I've heard a couple of versions here in Iceland, but the most common one is a 
blend of o few I've read here. Supposedly, Iceland was given its name because 
they saw the glaciers when they approached, and Greenland was named to lure 
more settlers there. But I've never seen a reference to any documents, so 
it's probably an urban legend.

By the way, I promised someone I'd send him (her?) a list of CDs by Björk, but 
I lost all my mail last summer in an upgrade accident and never got around to 
asking. Will whoever I promised to send the list please stand up?
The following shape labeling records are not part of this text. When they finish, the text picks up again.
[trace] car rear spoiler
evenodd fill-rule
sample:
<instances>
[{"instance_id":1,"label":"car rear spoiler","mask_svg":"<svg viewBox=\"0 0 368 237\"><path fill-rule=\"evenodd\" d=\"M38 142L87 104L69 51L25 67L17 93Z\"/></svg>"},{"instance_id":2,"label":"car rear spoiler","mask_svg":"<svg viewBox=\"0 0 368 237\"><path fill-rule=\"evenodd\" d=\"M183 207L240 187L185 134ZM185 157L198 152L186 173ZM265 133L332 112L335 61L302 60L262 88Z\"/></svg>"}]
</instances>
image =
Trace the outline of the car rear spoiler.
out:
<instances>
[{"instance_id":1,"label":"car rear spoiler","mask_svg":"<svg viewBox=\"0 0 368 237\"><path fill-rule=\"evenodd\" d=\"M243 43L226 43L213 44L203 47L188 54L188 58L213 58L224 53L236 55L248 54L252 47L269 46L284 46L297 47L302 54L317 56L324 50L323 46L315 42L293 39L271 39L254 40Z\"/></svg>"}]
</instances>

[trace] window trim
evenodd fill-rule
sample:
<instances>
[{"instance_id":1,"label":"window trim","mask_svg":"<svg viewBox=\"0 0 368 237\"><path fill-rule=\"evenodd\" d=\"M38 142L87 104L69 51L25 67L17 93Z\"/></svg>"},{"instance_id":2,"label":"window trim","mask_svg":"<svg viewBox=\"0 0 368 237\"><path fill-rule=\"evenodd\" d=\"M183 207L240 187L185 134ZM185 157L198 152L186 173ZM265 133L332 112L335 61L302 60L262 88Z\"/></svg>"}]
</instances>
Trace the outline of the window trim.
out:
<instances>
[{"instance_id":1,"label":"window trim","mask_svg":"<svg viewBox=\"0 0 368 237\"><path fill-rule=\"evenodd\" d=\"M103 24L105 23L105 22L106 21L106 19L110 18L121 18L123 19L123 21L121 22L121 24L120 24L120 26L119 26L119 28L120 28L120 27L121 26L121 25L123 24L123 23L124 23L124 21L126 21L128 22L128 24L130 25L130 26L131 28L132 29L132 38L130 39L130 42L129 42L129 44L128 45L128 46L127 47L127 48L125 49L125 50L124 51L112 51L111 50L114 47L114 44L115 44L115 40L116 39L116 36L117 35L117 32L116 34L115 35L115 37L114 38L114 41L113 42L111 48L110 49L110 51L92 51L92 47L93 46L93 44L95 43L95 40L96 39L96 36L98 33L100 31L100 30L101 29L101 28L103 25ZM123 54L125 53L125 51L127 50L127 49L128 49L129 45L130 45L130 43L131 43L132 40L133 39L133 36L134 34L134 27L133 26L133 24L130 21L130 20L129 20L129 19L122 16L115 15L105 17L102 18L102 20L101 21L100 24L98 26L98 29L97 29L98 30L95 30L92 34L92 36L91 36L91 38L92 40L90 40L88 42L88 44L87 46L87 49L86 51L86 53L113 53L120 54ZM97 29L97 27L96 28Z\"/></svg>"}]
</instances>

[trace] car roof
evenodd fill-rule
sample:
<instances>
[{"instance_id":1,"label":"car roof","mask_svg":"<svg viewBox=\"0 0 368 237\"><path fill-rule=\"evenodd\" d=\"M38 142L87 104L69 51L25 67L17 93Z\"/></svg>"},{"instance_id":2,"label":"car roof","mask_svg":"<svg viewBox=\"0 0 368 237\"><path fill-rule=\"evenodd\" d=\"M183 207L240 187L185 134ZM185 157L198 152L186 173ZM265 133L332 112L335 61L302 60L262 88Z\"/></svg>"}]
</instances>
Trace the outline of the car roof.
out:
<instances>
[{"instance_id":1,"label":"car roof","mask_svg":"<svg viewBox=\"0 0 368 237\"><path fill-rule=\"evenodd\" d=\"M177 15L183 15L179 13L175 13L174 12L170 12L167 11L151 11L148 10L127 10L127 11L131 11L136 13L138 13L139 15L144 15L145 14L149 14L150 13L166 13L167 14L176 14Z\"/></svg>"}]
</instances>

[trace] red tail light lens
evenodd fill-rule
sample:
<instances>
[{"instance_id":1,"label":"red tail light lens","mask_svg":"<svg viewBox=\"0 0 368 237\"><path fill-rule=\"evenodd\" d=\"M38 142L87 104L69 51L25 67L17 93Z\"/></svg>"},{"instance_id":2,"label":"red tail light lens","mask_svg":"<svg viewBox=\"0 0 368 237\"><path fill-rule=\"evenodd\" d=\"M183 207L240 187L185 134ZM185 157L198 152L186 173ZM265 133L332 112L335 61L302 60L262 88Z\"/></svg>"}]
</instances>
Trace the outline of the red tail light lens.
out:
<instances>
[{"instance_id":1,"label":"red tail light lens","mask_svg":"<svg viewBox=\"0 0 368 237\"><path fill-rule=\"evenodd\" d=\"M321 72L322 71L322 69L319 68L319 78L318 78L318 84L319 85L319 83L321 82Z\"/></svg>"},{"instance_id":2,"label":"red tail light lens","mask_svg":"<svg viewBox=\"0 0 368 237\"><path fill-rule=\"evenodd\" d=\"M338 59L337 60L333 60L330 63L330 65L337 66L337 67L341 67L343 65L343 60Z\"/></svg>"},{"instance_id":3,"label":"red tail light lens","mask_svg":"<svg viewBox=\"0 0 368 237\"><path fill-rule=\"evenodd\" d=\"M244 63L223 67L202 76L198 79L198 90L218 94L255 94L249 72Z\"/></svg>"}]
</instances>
If enough 
people are interested I'll send it to the list.

Thrainn

On Friday 03 December 2004 06:14, [EMAIL PROTECTED] wrote:
> Quoting Doug Franklin <[EMAIL PROTECTED]>:
> > On Thu,  2 Dec 2004 08:53:58 -0600, [EMAIL PROTECTED] wrote:
> > > Quoting William Robb <[EMAIL PROTECTED]>:
> > > > My understanding is that Iceland is about the most inaptly named
> > > > country in the world.
> > > > Greenland is perhaps a bit less aptly named....
> > >
> > > Named by the same people, right?
> >
> > The way I heard it, which might be urban legend, was that Eric the Red
> > (IIRC) "discovered" both (from a Euro-centric POV) and named Iceland
> > and Greenland the opposite of what they "really were" to dissuade other
> > Europeans from going after Iceland.
>
> I've heard that too, several times. Once from an Icelandic person. It may
> indeed be an urban legend, but if so, it's THEIR urban legend. (An
> "official urban legend"?)
> She did not tell me the name of the relevant Viking, so I can't help you
> there.
> Anyone seen or heard from our Icelandic PDMLer lately?